"Pretty" Continuous Integration for Python

Question:

This is a slightly.. vain question, but BuildBot’s output isn’t particularly nice to look at..

For example, compared to..

..and others, BuildBot looks rather.. archaic

I’m currently playing with Hudson, but it is very Java-centric (although with this guide, I found it easier to setup than BuildBot, and produced more info)

Basically: is there any Continuous Integration systems aimed at python, that produce lots of shiny graphs and the likes?
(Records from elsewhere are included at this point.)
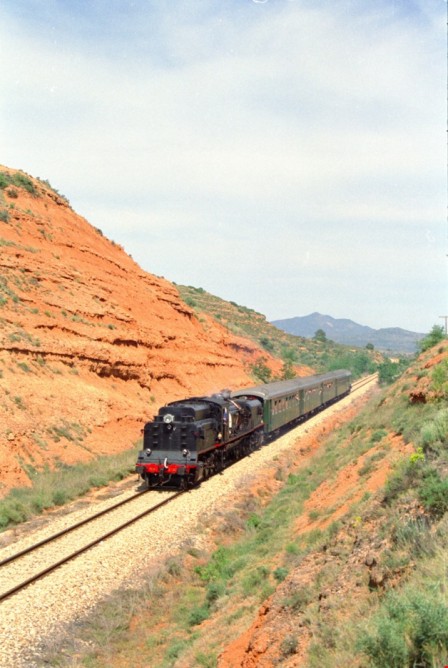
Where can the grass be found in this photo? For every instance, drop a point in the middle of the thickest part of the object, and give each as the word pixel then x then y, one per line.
pixel 64 484
pixel 242 321
pixel 199 600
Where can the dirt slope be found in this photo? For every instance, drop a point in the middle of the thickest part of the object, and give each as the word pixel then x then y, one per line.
pixel 90 344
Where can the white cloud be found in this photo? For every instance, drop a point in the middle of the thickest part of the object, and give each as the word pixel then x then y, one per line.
pixel 241 133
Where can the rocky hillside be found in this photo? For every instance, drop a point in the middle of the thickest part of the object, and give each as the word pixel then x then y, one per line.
pixel 330 550
pixel 305 354
pixel 90 344
pixel 347 332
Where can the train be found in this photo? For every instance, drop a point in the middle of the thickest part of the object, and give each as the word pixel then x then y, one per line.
pixel 191 439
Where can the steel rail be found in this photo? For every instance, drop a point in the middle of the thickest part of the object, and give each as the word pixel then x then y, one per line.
pixel 63 532
pixel 49 569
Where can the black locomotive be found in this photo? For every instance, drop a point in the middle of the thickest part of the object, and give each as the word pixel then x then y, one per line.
pixel 191 439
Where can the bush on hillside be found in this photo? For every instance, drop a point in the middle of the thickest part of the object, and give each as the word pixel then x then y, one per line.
pixel 434 337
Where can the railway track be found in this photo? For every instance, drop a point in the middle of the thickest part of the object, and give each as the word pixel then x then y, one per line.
pixel 8 565
pixel 51 564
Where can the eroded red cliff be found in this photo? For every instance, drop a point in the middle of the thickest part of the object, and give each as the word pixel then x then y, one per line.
pixel 90 344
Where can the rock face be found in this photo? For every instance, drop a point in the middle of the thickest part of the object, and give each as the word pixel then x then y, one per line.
pixel 90 344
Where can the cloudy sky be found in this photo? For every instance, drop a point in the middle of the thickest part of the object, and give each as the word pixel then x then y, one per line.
pixel 288 155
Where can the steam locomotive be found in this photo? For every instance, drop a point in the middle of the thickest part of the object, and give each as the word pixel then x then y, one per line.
pixel 191 439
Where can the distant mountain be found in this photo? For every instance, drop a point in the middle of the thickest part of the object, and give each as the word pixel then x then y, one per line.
pixel 341 330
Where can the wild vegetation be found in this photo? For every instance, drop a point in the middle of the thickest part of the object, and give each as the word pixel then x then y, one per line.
pixel 52 488
pixel 366 589
pixel 319 353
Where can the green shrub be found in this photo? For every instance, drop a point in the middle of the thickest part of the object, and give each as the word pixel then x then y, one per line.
pixel 198 615
pixel 436 335
pixel 411 629
pixel 433 492
pixel 289 645
pixel 280 573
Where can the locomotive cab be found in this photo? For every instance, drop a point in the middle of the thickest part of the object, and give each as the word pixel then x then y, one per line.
pixel 189 440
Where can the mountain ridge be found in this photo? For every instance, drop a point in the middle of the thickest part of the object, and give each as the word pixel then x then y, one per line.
pixel 348 332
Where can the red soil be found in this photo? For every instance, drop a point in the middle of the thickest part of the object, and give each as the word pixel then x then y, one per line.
pixel 90 344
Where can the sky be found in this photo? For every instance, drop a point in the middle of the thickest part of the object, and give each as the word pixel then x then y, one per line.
pixel 287 155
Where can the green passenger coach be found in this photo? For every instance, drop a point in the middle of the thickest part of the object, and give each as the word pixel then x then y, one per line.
pixel 293 400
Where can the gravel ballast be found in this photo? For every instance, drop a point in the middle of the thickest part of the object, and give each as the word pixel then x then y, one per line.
pixel 45 608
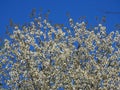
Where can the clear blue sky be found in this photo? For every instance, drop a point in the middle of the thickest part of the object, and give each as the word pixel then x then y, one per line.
pixel 19 11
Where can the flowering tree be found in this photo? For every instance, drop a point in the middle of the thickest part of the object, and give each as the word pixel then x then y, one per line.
pixel 41 56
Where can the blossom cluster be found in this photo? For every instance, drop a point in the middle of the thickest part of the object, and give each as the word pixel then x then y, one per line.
pixel 41 56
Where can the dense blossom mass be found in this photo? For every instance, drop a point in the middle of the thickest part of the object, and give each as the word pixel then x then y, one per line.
pixel 41 56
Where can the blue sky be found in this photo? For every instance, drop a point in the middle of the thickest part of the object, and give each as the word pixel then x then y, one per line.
pixel 19 11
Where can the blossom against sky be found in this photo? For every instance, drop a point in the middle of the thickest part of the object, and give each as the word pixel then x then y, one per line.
pixel 19 10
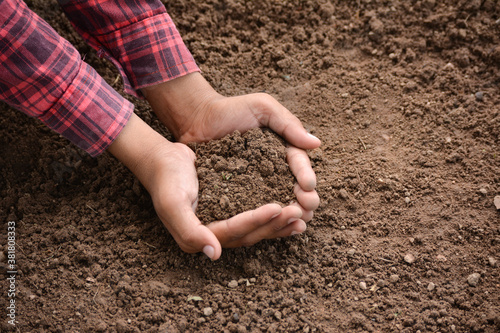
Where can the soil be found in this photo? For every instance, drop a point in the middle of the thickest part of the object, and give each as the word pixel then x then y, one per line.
pixel 241 172
pixel 405 98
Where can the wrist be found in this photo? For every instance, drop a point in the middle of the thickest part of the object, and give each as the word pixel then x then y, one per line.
pixel 139 147
pixel 177 102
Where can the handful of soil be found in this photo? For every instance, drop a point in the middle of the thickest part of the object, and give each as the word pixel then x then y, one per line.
pixel 242 172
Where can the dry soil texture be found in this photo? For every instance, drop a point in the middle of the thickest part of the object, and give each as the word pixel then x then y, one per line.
pixel 404 96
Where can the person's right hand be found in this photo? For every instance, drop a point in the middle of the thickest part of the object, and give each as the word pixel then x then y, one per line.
pixel 168 172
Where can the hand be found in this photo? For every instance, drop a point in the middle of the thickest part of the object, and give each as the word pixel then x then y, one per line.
pixel 167 171
pixel 194 112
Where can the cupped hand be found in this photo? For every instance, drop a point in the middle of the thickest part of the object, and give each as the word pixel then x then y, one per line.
pixel 167 171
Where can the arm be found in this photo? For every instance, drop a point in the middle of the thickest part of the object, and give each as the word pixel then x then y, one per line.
pixel 138 37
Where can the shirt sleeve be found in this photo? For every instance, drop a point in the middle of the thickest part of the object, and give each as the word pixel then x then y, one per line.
pixel 44 76
pixel 139 37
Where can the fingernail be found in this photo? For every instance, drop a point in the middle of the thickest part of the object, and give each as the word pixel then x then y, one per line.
pixel 312 136
pixel 209 251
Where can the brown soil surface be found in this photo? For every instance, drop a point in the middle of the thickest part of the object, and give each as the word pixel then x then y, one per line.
pixel 405 97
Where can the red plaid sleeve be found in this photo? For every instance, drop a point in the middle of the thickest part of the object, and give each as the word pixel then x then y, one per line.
pixel 43 75
pixel 139 37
Update: Since this time the Jenkins project has replaced Hudson as the community version of the package. The original authors have moved to this project as well. Jenkins is now a standard package on Ubuntu/Debian, RedHat/Fedora/CentOS, and others. The following update is still essentially correct. The starting point to do this with Jenkins is different.

Update: After trying a few alternatives, I think I’ll stick with Hudson. Integrity was nice and simple, but quite limited. I think Buildbot is better suited to having numerous build-slaves, rather than everything running on a single machine like I was using it.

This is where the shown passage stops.